Oh yessss! Yesss! Yesss! Is there no end to our charismatic and lovable (c & l) leader Jo-zeff’s triumphs? Not content with sweeping to power in last year’s watershed general election, he has now gone one better and battered the Opposition into oblivion with his – and our – total triumph in the elections for the European Parliament.

At the outset, Jo-zeff cleverly identified the poll as a direct contest between himself and... the Opposition’s guy (whose name escapes me). And what happened? Just like the result of a football match between Malta and one of the minnows of world footie, a landslide victory was the obvious outcome.

It makes you wonder what the so-called Opposition have been doing for the past year... very little, if you ask me.

Another, yes yet another great and glorious victory for Jo-zeff. So stick that up your jumpers – oh ye of little faith and other sundry doubters – we are here – and in Brussels – to stay, so there!

That unabashed triumph will certainly make my summer recess a happy one. As we broke for the hols I made it a point of wishing our c & l leader bon voyage, before he and Meeshell... plus their lovely ‘offsprings’ Moonbeam and Starshine jet off for a well-deserved freebie, courtesy of a grateful country and sundry turncoat benefactors, bless all their little brown noses.

My hols? Well, since you ask: I shall be spending some of the time with my shoulder to the wheel, meeting my constituents... whoever they may be – and effortlessly solving their intractable problems. The rest of the recess should be taken up with a cruise on a friend’s yacht. No names, but suffice it to say he is one of the multitude who saw sense before the last – and the EU – election(s) and changed his nautical livery from ultramarine to lobster.

Then what about all that fuss the so-called Opposition has been bleating about PBS now having a healthy bias of our supporters and friends in charge. He-llo! Haven’t you noticed, we are running the show now, which means we can do what we like... so there!

What statesmanship, what style, what foresight, what brass cheek. Only Jo-zeff could have pulled that off

When... no if... the Opposition ever get back in power I’m sure they will try to sneak in as many of their incompetent chums to PBS... But hey, no... I’m forgetting: they don’t even have enough remaining to run a tin-pot amateur radio station.
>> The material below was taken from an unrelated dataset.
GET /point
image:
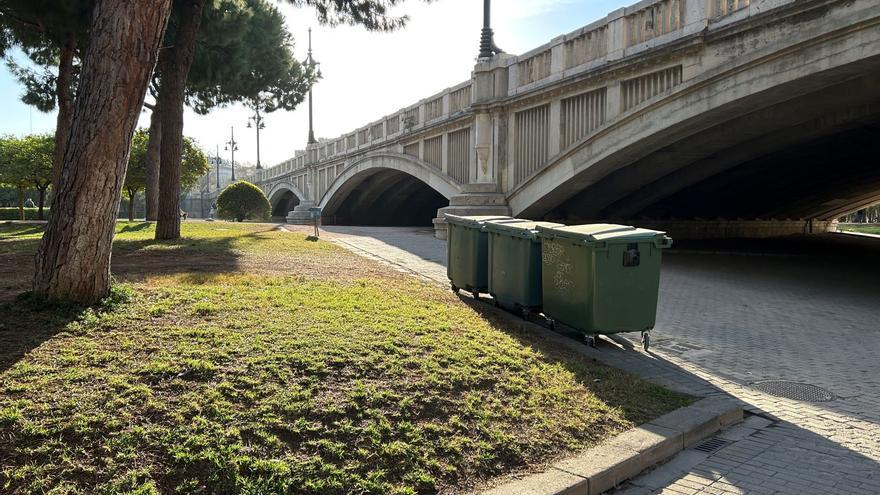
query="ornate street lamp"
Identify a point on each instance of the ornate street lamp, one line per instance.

So that’s alright then.

However, even though there don’t seem to be enough Opposition supporters left to form a football team, let alone mount a credible parliamentary Opposition, this does not seem to have stopped the remnants of their media taking an ineffectual pop at our c & l leader.

I am reliably informed that a recent article in their politically-polarised rag compared our dear Jo-zeff to “the unfortunate product of a liaison between Benito Mussolini and Mad Magazine’s Alfred E. Newman”. Rubbish! As everybody knows, he’s actually a dead ringer for a cross between Johnny Depp and Tom Cruise.

And before I leave the subject of the best-looking leader we have ever had: check out his latest cover photo on his Facebook page... a statesman incarnate, an example to all world leaders and a dead ringer for a slightly overweight Mao Tse Tung; prosit Jo-zeff.

And finally this month, I should like to applaud one of our c & l leader’s greatest ever triumphs. OK, I know it’s not new news, but I personally feel Jo-zeff’s incredible coup in demanding that the Chinese give us oodles of money for a few Enemalta crumbs, is quite possibly the finest bit of politicking since the almost-as-great Is-Salvatur formed the Corps Pijunieri. What statesmanship, what style, what foresight, what brass cheek. Only Jo-zeff could have pulled that off... and by golly he did!

Comments:

Dimmish Blue writes: “I feel a ‘Not in the interest of the people’ moment coming on.”

Scarlet O’Ha-ha writes: “Love the retor... er, ritor... er writing. Dom is indeed alive and well and residing in Burmarrad.”